Self-regulation difficulties, EFdys and a reduced QOL are prevalent among children/adolescents with emotional regulation disorders. Worse self-regulation and EFs reduce a child’s QOL. The relationship between these factors and their negative implications on a child’s daily life should be further explored, especially in the critical developmental stages, such as childhood and adolescence. This study supports the relevance of applying the ICF-CY model to intervention programs for children/adolescents with emotional regulation disorders. Together with the applications of ecological measures, clinicians may improve intervention outcomes, i.e., reduce symptoms and distress and improve development and well-being. This approach may enhance the parents’ and children’s involvement in therapy and lead to better intervention results, such as shortening the duration of the treatment, reducing the costs of health services and, most importantly, increasing the child’s health, QOL and optimal development.

6. Research Limitations

The present study should be considered in light of the following limitations: the relatively small sample size of participants may restrict the generalization of the findings. Both groups differed in specific socio-demographic parameters. Thus, it is recommended to conduct future studies with a wider sample with similar socio-demographic characteristics. Furthermore, we used parents’ reports that present only the parents’ perspective. Further studies should gather information from the children/adolescents as well in order to understand their own experiences and challenges in real life. Finally, we did not analyze the possible confounding effect of psychiatric medications administered to our participants. Future studies should refer to the possible impacts of medications on the results.

Author Contributions

Conceptualization G.H., A.A.-M., G.S., I.B. and B.E.-Y.; methodology G.H. and B.E.-Y.; formal analysis G.H. and B.E.-Y.; data curation, G.H., A.A.-M., G.S. and I.B.; writing—original draft preparation, G.H. and B.E.-Y.; writing—review and editing G.H., A.A.-M., G.S., I.B. and B.E.-Y.; supervision, B.E.-Y. and A.A.-M.; project administration, G.H., A.A.-M., G.S. and I.B. All authors have read and agreed to the published version of the manuscript.

Funding

This research received no external funding.
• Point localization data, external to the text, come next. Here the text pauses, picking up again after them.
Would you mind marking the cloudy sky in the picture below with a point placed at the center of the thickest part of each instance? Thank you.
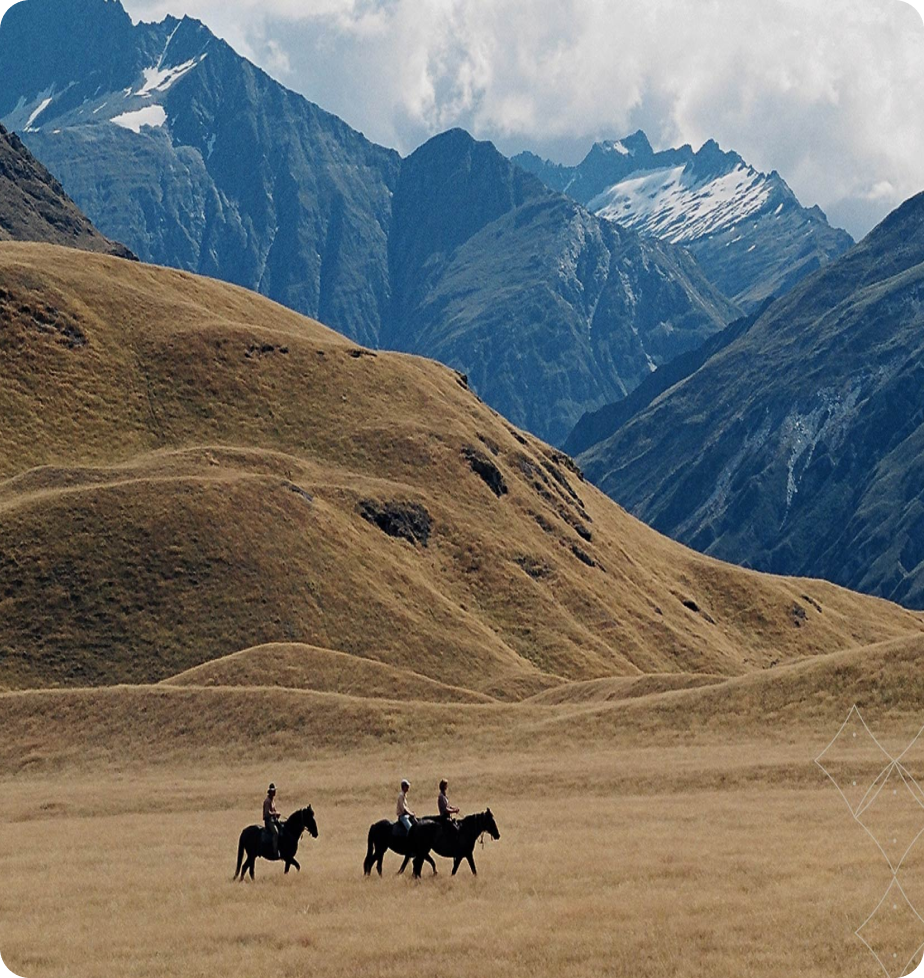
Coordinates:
(828, 92)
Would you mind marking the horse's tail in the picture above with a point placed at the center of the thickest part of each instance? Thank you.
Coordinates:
(370, 853)
(240, 855)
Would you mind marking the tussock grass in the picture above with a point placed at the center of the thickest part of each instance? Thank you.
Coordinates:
(189, 482)
(704, 863)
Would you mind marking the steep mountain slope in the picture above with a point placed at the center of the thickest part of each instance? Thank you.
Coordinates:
(810, 462)
(174, 144)
(747, 230)
(544, 307)
(596, 426)
(200, 471)
(34, 206)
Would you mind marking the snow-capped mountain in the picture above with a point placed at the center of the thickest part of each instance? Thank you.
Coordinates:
(811, 461)
(747, 229)
(176, 145)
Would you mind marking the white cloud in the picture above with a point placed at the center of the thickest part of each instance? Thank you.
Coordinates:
(828, 92)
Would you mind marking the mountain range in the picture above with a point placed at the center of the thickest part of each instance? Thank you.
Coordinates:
(795, 445)
(747, 229)
(34, 206)
(183, 150)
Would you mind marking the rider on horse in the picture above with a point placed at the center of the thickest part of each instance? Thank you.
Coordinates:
(446, 810)
(405, 815)
(271, 819)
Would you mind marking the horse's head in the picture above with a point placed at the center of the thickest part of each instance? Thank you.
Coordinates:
(309, 822)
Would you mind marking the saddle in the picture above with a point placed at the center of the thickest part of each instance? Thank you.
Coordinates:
(266, 841)
(397, 829)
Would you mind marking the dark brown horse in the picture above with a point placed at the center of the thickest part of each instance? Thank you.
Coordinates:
(456, 840)
(384, 835)
(255, 843)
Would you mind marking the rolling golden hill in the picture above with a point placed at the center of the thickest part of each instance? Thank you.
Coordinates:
(189, 470)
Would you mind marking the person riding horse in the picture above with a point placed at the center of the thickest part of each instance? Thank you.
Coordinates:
(442, 803)
(405, 816)
(271, 819)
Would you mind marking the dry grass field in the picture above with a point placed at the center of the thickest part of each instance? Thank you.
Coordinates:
(234, 547)
(713, 860)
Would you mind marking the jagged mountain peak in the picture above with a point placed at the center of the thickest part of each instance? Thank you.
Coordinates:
(746, 228)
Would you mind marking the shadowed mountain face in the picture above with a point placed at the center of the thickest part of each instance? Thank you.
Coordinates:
(34, 206)
(542, 305)
(751, 236)
(812, 459)
(189, 470)
(176, 145)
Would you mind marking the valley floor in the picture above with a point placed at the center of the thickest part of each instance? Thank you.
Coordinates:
(714, 859)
Institutional Review Board Statement

The study was conducted in accordance with the Declaration of Helsinki and approved by the Institutional Review Board and the University of Haifa Ethics Committee (approval code: 333/18 and approved on 17 September 2018).

Informed Consent Statement

Informed consent was obtained from all subjects involved in the study.

Data Availability Statement

Data are not publicly available due to privacy and ethical restrictions.

Conflicts of Interest

The authors declare no conflict of interest.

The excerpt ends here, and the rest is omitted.